Step two: investigation and forensic inspection

In addition to discussions with the former employee, the information technology and security team members should advise departing employees, particularly those who may have accessed or exfiltrated company data, that they should not delete any data or information and should not reset or reformat any company device so that all relevant data is preserved. All company devices (eg, computers, cell phones, tablets, and USB drives) should be returned to the company in an unaltered state whenever possible. This is critical, as the devices may need to be forensically imaged for review, and the alteration or destruction of data, including metadata, will impede an investigation as to whether and how data exfiltration occurred. Company accounts, or any other accounts that may contain company data should be treated similarly.

When analysing devices and accounts for potential misappropriation, there are some common indicators that companies and the investigating teams should be on the lookout for, including:

• an employee forwarding company documents to personal email accounts;
• mass downloads of documents in the months prior to the employee’s departure;
• unusual log-in activities, whether suspicious first-time logins or logins using others’ credentials or non-company devices;
• any evidence of copying or transferring data to a USB drive or to unauthorised cloud applications;
• directly transferring data from one device to another (such as a phone data transfer);
• comparisons of data access with temporal use of personal email accounts or non-company cloud accounts, as reflected in internet activity data; and
• mass deletion or wiping activity, which often destroys the associated metadata to track how data was accessed or copied.

Also note that if the data at issue has been transferred to a non-company device or application, then it may be necessary to hire a third-party forensic vendor to remediate (ie, identify, retrieve, and permanently remove) the data from the personal device or application. When compared to long-term litigation costs, this approach can provide an efficient, cost-effective method to protecting a company’s trade secrets and other sensitive, confidential data and avoiding protracted litigation and discovery disputes.

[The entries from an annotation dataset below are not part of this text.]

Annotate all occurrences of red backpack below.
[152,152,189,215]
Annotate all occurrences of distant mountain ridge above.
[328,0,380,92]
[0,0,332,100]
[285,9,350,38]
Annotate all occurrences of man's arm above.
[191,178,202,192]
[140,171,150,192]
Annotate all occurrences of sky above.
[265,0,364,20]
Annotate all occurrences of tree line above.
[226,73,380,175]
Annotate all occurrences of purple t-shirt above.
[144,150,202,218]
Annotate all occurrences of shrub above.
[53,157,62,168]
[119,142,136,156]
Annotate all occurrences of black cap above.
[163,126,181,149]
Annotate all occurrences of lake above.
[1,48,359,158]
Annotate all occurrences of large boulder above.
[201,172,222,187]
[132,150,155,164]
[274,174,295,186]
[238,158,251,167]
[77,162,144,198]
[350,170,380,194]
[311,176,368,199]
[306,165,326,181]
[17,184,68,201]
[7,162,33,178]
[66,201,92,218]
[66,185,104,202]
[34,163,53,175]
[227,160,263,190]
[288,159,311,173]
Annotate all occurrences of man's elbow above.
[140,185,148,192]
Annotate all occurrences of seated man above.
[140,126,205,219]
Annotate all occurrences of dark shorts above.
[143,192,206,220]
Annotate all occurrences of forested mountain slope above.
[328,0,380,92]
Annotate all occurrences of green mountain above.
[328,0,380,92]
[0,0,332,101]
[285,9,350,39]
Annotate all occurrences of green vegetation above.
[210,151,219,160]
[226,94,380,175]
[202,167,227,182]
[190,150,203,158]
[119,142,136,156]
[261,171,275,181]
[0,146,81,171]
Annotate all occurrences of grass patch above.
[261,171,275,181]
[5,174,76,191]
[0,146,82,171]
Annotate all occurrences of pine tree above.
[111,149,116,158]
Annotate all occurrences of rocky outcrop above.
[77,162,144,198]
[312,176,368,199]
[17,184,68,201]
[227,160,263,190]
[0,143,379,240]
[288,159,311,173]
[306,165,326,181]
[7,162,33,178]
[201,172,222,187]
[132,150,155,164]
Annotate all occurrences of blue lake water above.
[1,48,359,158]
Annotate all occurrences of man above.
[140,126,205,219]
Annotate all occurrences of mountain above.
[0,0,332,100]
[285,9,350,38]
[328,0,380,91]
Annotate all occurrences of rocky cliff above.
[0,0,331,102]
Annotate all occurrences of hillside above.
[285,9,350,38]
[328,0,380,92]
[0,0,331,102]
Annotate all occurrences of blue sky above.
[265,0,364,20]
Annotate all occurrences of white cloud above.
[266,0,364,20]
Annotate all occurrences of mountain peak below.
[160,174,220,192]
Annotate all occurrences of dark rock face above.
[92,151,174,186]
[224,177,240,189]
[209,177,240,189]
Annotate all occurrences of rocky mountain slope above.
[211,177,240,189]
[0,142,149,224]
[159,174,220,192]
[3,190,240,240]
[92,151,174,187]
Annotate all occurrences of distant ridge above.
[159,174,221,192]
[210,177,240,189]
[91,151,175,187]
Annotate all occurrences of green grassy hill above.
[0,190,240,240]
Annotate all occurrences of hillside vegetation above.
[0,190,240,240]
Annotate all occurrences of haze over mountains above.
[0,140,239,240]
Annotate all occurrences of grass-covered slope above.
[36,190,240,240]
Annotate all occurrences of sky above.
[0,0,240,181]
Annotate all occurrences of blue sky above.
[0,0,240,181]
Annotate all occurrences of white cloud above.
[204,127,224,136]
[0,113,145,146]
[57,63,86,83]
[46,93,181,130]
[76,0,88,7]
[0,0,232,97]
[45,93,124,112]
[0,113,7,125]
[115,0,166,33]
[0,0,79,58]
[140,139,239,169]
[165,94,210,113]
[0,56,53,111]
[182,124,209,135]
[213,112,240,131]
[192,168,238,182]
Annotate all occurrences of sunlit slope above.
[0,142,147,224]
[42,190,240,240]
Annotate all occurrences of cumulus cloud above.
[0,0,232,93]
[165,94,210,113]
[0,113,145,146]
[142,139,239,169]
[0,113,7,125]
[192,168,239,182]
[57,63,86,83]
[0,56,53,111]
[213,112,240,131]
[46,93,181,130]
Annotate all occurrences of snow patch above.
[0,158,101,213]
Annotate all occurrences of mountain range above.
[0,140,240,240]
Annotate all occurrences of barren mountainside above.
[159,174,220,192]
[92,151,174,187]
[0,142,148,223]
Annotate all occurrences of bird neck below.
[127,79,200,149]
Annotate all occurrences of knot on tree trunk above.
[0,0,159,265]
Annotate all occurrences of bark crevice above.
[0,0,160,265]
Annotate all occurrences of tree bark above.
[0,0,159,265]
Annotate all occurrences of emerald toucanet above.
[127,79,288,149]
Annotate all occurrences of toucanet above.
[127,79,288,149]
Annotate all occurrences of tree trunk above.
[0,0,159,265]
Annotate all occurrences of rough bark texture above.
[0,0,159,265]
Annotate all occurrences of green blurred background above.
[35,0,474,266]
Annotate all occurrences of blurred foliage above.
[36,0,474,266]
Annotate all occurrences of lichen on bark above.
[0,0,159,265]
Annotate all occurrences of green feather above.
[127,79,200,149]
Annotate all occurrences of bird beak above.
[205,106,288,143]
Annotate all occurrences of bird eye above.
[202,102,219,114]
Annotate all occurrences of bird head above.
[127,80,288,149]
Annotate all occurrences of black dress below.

Step three: initiating a targeted litigation strategy

Sometimes disputes can be resolved amicably. However, there will inevitably be instances where an employee attempts to take information from the company to use it for the employee’s own benefit or for the benefit of a third party, such as a competitor. By taking all of the steps described above, a company will equip their in-house and external legal teams with information and evidence that will set the company up for success in litigation. Given that trade secret misappropriation often warrants a rapid response to avoid irreparable harm, the upfront identification of misappropriated trade secrets and attempts at remediation, where possible, prove valuable in court – and, if in federal court, in meeting the heightened pleading and injunction standards in the Third Circuit. Equipped with this information, an effective legal team can file appropriate claims for trade secret misappropriation with parallel breach of contract claims under any applicable agreements (including confidentiality, return-of-property, and restrictive covenants, as may be applicable), and other related state-law claims, while also meeting the rigorous standards for pleading and seeking interim injunctive relief.

Summation

Developments in trade secret law and technology compel companies to take a forward-thinking and proactive approach to protecting their trade secrets and other sensitive, confidential business information on the devices, platforms, and programs used to conduct their business and to access, store, or transmit such information. By taking a holistic approach to those protections – from onboarding employees, to offboarding employees, and conducting appropriate monitoring and investigations – companies can better protect their trade secrets and maintain their competitive position in the marketplace while also positioning themselves for litigation as a last resort.